The painting is almost a textbook illustration of the new ideas advanced by Enlightenment philosophes in the 1760s and 1770s that established childhood as a unique phase of human growth and that of the family as an intimate and harmonious social unit. In novels, on the stage and in philosophical, medical and educational treatises, the new ideals of the happy, healthy family - often embodied by a rustic, peasant family -- were dramatized and expounded. Chardin's genre scenes of the 1730s are sophisticated forerunners of these ideas, but it was the immensely popular novels of Jean-Jacques Rousseau - in particular Julie, ou la Nouvelle Heloise (1761) and Emile (1762) - that served to spread the Enlightenment ideal of the 'Happy Family' beyond an intellectual elite. In painting, with the encouragement of Diderot's criticism, Greuze would expound the cause in The Beloved Mother (Lisbon, private collection, 1765), as Fragonard would in the rustic Happy Family (Washington, D.C., National Gallery of Art, c. 1777) and the aristocratic Happy Household (New York, private collection, c. 1778), and Etienne Aubry would in a variety of canvases including Fatherly Love (Birmingham, Barber Institute of Arts, 1775) and Farewell to the Wet-Nurse (Williamstown, Clark Art Institute, 1777)

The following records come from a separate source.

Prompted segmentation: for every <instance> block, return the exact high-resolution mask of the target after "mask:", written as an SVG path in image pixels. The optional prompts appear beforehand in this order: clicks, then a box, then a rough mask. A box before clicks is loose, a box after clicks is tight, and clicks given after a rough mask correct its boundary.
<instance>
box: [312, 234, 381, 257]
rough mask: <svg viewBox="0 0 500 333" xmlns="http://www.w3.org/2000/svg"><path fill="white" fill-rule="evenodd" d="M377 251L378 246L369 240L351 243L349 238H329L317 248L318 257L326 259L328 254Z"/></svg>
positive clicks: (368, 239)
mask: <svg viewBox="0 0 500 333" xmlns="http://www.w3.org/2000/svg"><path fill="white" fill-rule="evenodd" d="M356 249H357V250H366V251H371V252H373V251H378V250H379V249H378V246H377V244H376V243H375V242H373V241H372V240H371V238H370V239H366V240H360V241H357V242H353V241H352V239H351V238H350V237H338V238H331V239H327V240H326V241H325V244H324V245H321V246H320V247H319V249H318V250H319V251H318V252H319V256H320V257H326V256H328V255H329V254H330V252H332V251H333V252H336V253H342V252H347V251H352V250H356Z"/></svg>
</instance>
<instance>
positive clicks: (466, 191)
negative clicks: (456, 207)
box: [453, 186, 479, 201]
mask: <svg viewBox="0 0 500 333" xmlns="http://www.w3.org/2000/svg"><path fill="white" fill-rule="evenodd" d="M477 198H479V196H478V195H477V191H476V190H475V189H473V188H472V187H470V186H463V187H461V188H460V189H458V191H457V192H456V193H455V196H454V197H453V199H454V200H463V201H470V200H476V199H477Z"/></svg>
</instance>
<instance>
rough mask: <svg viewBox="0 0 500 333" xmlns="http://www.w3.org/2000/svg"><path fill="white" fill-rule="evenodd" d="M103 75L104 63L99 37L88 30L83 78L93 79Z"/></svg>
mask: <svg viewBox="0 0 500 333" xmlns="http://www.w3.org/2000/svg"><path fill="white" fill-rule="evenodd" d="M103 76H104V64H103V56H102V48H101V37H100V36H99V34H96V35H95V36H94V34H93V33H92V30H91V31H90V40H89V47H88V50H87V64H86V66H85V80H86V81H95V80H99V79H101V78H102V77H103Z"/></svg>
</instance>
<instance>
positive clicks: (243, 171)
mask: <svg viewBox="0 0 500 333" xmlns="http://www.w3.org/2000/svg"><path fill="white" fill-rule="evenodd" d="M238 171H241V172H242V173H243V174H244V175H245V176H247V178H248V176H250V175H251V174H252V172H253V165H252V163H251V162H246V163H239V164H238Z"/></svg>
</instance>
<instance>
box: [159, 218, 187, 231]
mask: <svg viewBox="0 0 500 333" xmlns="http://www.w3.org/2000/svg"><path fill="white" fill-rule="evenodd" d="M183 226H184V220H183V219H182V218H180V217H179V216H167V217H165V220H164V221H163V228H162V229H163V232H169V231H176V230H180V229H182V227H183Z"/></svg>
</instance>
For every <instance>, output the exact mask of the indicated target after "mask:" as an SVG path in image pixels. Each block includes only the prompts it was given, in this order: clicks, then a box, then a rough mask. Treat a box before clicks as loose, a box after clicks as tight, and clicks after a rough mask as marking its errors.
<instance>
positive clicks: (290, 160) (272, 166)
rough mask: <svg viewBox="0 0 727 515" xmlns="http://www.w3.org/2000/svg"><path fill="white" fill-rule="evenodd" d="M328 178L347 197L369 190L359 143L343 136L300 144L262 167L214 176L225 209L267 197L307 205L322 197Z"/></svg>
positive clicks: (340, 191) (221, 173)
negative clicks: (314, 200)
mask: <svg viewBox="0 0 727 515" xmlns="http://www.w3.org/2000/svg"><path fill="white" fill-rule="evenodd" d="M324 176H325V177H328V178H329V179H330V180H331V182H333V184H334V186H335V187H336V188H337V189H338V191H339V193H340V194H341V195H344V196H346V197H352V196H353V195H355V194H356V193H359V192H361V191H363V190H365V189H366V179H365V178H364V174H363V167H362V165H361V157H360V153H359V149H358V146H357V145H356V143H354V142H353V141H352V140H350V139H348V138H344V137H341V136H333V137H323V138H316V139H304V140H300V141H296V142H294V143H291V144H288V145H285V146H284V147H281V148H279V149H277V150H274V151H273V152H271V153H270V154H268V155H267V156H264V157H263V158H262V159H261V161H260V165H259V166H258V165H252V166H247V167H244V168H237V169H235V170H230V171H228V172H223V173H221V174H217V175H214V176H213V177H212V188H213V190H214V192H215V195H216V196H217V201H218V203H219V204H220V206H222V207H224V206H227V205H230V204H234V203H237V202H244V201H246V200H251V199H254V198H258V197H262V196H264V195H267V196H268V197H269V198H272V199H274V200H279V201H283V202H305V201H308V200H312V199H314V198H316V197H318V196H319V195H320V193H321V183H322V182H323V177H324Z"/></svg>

Lépicié - who was pious and modest, gave generously to the poor, and took to wearing monk's robes - was naturally sympathetic to the moralizing, socially instructive genre painting of the period. Beginning around 1773, he took up painting genre works inspired by the vogue for 17th-century Dutch cabinet pictures and the neo-Dutch domestic interiors of Greuze and Chardin (in fact, Lépicié's father had been the principal engraver of Chardin's paintings). It is probable that L'Union Paisible is Lépicié's masterpiece in this mode. It explores the issue of child-rearing with delight but also dignity, depicting a husband who displays affection toward his wife and child; a mother who rejects the 'unnatural' substitution of a wet nurse in favour of breast-feeding her child herself and a grandmother, whose own loving behaviour toward the baby reinforces the message that caring adults beget caring children. The young mother is the centrepiece of Lépicié's painting, and of the Enlightenment ideal of the 'Happy Family', eulogized by Diderot as the central attraction of family life. As Carol Duncan observed in a seminal article on the subject of 'Happy Mothers and Other New Ideas in French Art' (Art Bulletin, vol. 55, no. 4, December 1973, pp. 570-83), this mother is 'pretty, modest and blushing, her happiness [consisting] in making her husband happy and in serving the needs of her children. Indeed, everything in her make-up, including her personality, is determined by her situation in the conjugal family. She is coquettish for her husband, whose physical and emotional needs she fulfills and to whose will she gladly submits; she is thrifty, skilled in the domestic arts, and a good mother and nurse to her children. She has been educated to find personal and emotional fulfillment in the execution of her duties.'
Lépicié prepared his composition with care, and two preparatory drawings for L'Union Paisible are known: a study for the seated mother and child executed in chalks and signed in ink (see Gaston-Dreyfus, no. 436, in the Bureau Collection as of 1923, illustrated between pp. 122-3); and a study for the head of the baby, in trois crayons, signed in ink, mounted by François Renoud (sold in these Rooms, 19 April 1988, lot 115).